# Proposition 36 of Chapter 14, Dummit and Foote

Proposition 36 of Chapter 14 of Dummit and Foote states

"Let $$F$$ be a field of characteristic not dividing $$n$$ which contains the $$n$$-th roots of unity. Then the extension $$F(\sqrt[n]{a})$$ for $$a \in F$$ is cyclic over $$F$$ of degree dividing $$n$$."

My question is that if the field $$F$$ already contains all of the $$n$$-th roots of unity, then is $$F(\sqrt[n]{a})$$ even an extension? It seems like if you already have the $$n$$-th roots of unity then you already have all of the elements that could be obtained by the extension $$(\sqrt[n]{a})$$, but maybe I am interpreting the statement of the Proposition wrong?

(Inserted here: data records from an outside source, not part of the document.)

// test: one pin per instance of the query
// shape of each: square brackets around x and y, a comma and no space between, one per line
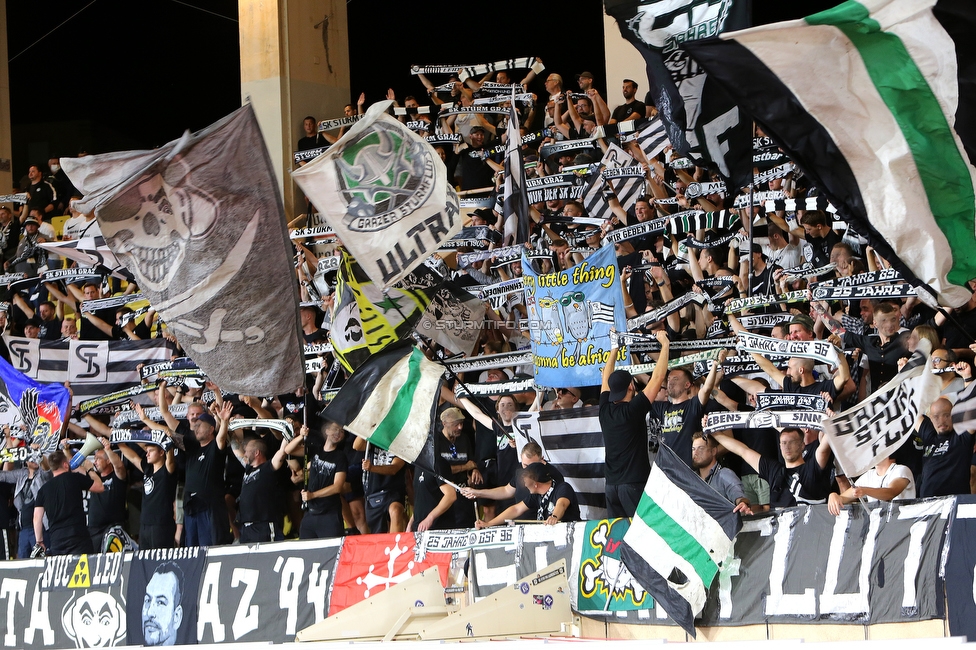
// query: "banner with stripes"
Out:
[94,368]
[572,440]
[904,154]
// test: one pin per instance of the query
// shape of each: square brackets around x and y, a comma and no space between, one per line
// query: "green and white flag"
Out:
[874,102]
[384,191]
[679,538]
[390,401]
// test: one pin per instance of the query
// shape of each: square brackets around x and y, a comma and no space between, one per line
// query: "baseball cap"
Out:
[803,320]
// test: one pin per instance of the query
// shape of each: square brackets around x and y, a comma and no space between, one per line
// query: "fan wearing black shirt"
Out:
[62,500]
[157,526]
[326,475]
[547,499]
[261,504]
[791,480]
[107,509]
[622,418]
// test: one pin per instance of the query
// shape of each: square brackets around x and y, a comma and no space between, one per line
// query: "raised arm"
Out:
[660,369]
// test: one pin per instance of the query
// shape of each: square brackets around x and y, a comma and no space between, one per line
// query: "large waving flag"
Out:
[875,101]
[200,224]
[702,120]
[391,401]
[384,191]
[516,203]
[33,411]
[365,319]
[679,538]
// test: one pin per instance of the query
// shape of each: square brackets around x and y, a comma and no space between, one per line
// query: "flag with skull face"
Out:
[199,223]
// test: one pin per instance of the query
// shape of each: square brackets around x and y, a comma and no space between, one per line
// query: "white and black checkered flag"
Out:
[652,137]
[516,204]
[593,199]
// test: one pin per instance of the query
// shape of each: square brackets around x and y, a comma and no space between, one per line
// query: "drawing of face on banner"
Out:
[571,313]
[94,620]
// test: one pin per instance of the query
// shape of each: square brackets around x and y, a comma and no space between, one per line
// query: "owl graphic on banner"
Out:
[570,314]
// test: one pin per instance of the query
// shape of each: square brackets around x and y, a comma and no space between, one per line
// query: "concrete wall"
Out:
[6,176]
[285,73]
[623,62]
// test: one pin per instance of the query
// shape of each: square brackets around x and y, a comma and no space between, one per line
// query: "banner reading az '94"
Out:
[570,316]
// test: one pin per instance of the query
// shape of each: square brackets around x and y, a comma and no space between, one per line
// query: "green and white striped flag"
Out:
[390,401]
[679,537]
[874,100]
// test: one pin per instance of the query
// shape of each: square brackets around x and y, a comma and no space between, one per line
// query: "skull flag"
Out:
[384,191]
[199,223]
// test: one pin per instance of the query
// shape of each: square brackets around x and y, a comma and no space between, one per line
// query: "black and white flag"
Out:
[200,224]
[384,191]
[516,205]
[94,368]
[701,119]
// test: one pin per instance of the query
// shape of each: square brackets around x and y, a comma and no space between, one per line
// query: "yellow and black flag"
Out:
[365,320]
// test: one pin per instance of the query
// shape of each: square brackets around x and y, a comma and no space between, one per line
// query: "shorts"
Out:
[378,509]
[756,489]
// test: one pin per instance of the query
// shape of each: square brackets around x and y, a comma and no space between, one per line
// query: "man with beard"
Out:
[326,476]
[631,109]
[162,612]
[704,458]
[261,500]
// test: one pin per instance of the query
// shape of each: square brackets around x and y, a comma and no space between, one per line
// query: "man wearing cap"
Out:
[205,514]
[475,171]
[632,108]
[548,499]
[456,449]
[622,418]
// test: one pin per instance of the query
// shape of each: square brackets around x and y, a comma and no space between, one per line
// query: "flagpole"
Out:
[451,372]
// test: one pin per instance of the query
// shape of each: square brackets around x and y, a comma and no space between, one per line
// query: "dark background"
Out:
[118,74]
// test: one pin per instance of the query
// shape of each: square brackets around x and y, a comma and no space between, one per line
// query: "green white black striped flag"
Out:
[679,537]
[390,401]
[875,101]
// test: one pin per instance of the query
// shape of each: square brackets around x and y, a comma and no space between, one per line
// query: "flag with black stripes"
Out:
[653,137]
[572,440]
[94,368]
[516,204]
[679,537]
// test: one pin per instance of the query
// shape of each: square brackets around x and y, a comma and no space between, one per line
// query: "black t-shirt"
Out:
[678,423]
[625,439]
[817,387]
[108,508]
[323,466]
[946,461]
[806,483]
[312,142]
[822,247]
[260,494]
[373,482]
[541,505]
[204,470]
[63,501]
[624,111]
[427,494]
[159,493]
[50,330]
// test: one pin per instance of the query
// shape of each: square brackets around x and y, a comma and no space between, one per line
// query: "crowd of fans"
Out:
[214,485]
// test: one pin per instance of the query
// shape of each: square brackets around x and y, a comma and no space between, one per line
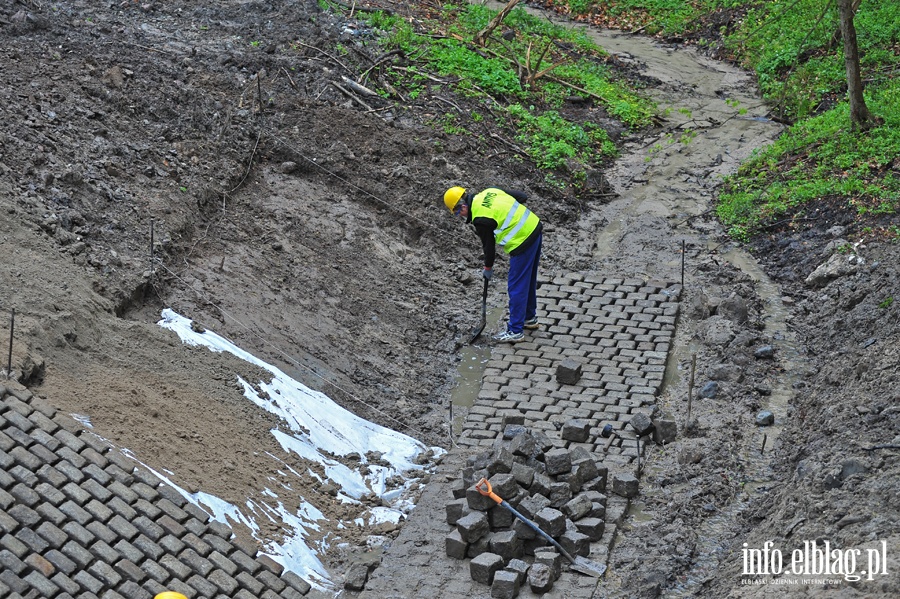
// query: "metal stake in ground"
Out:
[691,387]
[12,326]
[477,330]
[151,247]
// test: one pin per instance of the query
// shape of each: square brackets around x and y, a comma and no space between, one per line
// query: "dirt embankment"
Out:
[201,157]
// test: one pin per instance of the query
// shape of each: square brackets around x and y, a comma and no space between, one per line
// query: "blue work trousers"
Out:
[522,285]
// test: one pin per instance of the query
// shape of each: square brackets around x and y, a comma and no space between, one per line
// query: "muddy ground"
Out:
[308,228]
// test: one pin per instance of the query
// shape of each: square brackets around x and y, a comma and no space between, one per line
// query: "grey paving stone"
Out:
[101,531]
[155,571]
[203,587]
[177,568]
[61,562]
[106,573]
[225,582]
[249,583]
[78,554]
[123,528]
[120,507]
[52,534]
[97,490]
[145,492]
[171,545]
[128,551]
[148,547]
[78,533]
[73,457]
[69,440]
[68,586]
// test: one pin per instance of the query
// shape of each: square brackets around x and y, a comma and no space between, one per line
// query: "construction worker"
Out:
[500,216]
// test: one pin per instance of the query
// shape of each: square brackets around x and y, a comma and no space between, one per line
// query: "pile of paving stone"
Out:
[561,490]
[79,518]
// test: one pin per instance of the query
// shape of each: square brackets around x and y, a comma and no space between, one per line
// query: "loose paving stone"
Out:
[83,522]
[616,333]
[484,567]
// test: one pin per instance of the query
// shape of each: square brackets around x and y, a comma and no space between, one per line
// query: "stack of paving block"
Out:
[561,490]
[78,518]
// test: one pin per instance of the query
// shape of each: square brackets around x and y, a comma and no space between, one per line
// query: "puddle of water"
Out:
[473,361]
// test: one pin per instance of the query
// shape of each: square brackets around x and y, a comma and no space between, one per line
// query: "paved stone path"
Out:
[80,519]
[620,332]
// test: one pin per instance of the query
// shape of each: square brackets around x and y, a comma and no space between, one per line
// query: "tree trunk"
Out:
[860,118]
[481,38]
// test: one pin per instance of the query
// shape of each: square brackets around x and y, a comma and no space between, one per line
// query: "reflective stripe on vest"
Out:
[515,222]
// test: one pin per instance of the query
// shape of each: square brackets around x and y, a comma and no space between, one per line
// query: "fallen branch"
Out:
[342,65]
[882,446]
[352,96]
[386,11]
[291,81]
[579,89]
[358,87]
[481,37]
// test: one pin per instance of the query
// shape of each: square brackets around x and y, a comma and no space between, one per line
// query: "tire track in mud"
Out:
[715,120]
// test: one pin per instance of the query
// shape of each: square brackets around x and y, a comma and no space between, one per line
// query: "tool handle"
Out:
[484,487]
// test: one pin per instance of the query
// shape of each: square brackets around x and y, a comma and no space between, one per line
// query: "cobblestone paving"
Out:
[619,331]
[80,519]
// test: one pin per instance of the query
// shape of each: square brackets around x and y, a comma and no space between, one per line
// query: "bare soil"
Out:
[199,156]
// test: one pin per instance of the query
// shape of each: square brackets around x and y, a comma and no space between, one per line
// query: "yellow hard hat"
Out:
[452,196]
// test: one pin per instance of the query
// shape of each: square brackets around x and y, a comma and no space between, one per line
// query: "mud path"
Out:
[714,119]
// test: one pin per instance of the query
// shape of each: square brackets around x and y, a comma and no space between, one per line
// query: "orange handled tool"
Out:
[579,564]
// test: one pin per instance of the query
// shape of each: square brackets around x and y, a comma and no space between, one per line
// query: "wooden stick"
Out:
[350,95]
[358,87]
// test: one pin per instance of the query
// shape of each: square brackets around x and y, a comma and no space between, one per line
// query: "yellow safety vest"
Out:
[514,221]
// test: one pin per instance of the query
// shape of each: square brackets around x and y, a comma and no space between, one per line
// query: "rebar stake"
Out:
[691,387]
[12,326]
[151,247]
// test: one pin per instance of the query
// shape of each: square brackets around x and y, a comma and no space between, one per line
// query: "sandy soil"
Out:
[309,230]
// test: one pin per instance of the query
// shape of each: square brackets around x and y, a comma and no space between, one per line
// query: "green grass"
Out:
[799,63]
[801,66]
[820,158]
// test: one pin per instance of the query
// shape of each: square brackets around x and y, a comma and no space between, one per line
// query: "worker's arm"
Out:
[520,196]
[484,228]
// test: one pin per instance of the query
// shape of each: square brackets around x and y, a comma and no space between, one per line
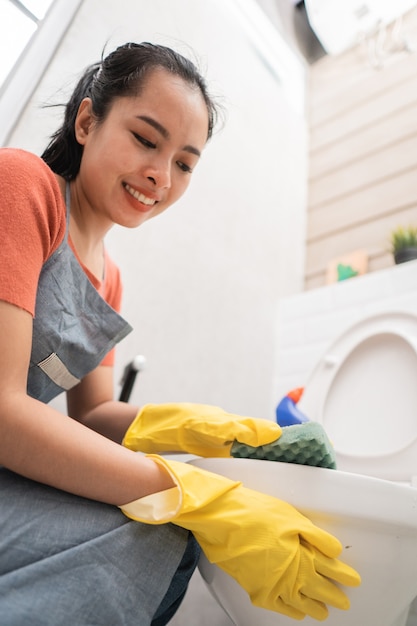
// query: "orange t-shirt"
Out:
[32,227]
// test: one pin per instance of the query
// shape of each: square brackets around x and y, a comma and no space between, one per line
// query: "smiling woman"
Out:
[132,134]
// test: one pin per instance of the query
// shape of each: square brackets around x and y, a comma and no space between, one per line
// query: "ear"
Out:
[84,121]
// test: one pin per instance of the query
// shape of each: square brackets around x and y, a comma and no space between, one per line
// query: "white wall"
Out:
[202,281]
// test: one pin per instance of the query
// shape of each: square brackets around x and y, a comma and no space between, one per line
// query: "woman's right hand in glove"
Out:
[283,561]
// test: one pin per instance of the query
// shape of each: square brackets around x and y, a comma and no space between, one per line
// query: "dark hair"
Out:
[122,73]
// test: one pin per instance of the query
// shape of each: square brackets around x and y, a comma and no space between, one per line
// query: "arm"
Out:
[91,403]
[44,445]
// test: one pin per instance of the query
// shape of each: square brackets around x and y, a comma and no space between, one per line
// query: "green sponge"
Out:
[304,444]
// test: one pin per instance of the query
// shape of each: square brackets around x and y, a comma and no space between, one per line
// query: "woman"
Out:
[133,132]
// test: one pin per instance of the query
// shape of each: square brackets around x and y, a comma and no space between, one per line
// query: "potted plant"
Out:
[404,244]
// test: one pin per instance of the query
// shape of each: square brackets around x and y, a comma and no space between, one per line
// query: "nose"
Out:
[159,172]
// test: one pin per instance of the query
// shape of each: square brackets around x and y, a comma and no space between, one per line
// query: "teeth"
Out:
[139,196]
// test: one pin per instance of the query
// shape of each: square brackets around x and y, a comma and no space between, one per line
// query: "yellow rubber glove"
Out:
[195,428]
[284,562]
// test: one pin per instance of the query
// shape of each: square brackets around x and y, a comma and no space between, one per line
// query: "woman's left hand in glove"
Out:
[199,429]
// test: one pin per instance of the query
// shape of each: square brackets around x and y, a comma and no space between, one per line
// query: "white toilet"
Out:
[364,392]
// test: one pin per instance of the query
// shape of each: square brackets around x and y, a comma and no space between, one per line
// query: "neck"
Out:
[86,232]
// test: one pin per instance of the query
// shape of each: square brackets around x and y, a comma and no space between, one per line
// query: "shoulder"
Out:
[24,165]
[29,188]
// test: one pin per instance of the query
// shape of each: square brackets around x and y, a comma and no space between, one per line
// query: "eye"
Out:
[144,142]
[184,167]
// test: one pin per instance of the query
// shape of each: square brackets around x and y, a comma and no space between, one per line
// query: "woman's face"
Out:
[139,160]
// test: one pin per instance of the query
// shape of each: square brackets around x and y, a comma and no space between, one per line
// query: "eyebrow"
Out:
[165,134]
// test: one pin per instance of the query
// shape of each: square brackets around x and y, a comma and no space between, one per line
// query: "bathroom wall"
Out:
[363,151]
[201,281]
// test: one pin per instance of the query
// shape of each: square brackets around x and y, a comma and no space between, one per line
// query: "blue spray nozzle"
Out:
[288,414]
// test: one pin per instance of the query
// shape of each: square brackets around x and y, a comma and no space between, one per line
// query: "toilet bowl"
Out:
[364,392]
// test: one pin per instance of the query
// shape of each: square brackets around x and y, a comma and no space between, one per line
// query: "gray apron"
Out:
[73,327]
[66,560]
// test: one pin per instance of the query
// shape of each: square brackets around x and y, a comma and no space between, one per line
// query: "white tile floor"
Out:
[199,608]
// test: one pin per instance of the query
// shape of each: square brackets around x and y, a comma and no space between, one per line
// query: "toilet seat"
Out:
[364,392]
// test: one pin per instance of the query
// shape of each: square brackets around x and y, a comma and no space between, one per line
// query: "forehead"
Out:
[170,100]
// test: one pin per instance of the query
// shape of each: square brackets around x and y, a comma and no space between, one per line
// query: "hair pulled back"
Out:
[122,73]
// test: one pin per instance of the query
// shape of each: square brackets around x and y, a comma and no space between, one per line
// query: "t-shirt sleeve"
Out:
[32,224]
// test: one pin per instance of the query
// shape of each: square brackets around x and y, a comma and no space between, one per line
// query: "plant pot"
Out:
[405,254]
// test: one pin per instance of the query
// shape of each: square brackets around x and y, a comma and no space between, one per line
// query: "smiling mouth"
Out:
[139,196]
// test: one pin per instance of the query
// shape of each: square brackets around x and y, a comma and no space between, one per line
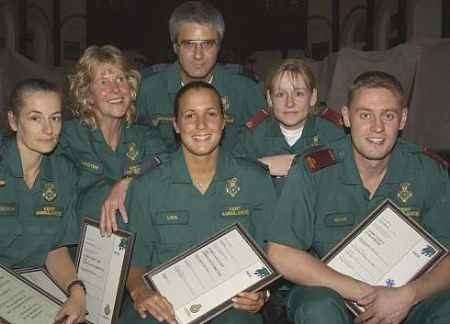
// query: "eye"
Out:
[389,116]
[365,115]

Notice $$\mathbb{Q}$$ already contains all the square roots of unity (that is, $$1$$ and $$-1$$), and yet that does not mean that $$\mathbb{Q}$$ contains all square roots.
Perhaps less trivially, if $$\omega$$ is a primitive cube root of unity, than $$\mathbb{Q}(\omega)$$ is a field containing the cube roots of unity, and yet $$\mathbb{Q}(\omega, \sqrt[3]{2})$$ is a nontrivial extension. In particular, $$\sqrt[3]{2} \not \in \mathbb{Q}(\omega)$$ (do you see why?).